Montag, 23. Februar 2015

Dumme Gewohnheiten

Jeder Mensch hat seine Gewohnheiten. Dinge die wir tun, weil wir sie schon immer getan haben und bisher nie wirklich hinterfragten. Besonders im Reitsport tun wir viele Dinge, weil wir sie so beigebracht bekommen haben, ohne das wir die Gründe dafür kennen oder verstehen. Auch ich habe in meiner Reitschulzeit viel getan, weil man es mir so gesagt hat. Von klein an lernte ich, dass ich links vom Pferd zu laufen habe. Es war für mich selbstverständlich, dass ein Pferd mit Ausbindern geritten wird, Alternativen zum Gebiss gab es keine und an jeden Zaum gehörte ein Sperrriemen.

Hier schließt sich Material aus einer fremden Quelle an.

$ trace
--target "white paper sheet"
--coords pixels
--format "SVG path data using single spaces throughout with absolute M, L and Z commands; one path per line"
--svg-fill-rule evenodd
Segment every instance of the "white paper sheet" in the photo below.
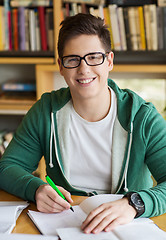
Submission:
M 37 234 L 0 234 L 1 240 L 59 240 L 54 236 L 43 236 Z
M 25 202 L 0 202 L 0 233 L 11 233 L 16 220 L 29 203 Z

Mittlerweile habe ich meine Reitschulzeit weit hinter mir gelassen, gemeinsam mit den Ausbindern und Sperrriemen. Ich habe viel über die Haltung und den Umgang mit den Pferden gelernt und tue Dinge nicht einfach nur, weil es mir jemand sagt, sondern will sie auch verstehen – was unter anderem meiner Reitlehrerin viele Nerven und Erklärungen kostet :)
Unbemerkt haben die Gewohnheiten aus meiner Reitschulzeit aber tiefe Wurzeln geschlagen. Beispielsweise habe ich nie aufgehört ein Pferd rechts von mir zu führen. Um ehrlich zu sein, habe ich mir dazu bis vor kurzem auch keine Gedanken gemacht. Doch dann kam Penny…

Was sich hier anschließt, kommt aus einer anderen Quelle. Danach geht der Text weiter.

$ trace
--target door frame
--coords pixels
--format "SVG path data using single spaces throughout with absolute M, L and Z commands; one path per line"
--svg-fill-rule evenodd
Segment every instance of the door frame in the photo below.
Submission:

Die Situation könnte belangloser kaum sein: Ohne nachzudenken nahm ich Penny in die linke, statt in die rechte Hand und wollte sie von der Weide führen. Ist ja schliesslich kein Problem.
Penny sah das anders. Immerhin wollte ich Trulla doch immer, dass sie auf der rechten Seite läuft. Schliesslich ist Pferd ein Gewohnheitstier. Oder viel mehr, dass Ergebnis meiner Gewohnheiten.  Und das gab sie mir sogleich deutlich zu verstehen.
Ihre Strategie war: Wenn ich nicht rechts laufen kann, dann laufe ich einfach gar nicht mehr. Und wenn du mir Druck machst, dann geh ich in die Luft. 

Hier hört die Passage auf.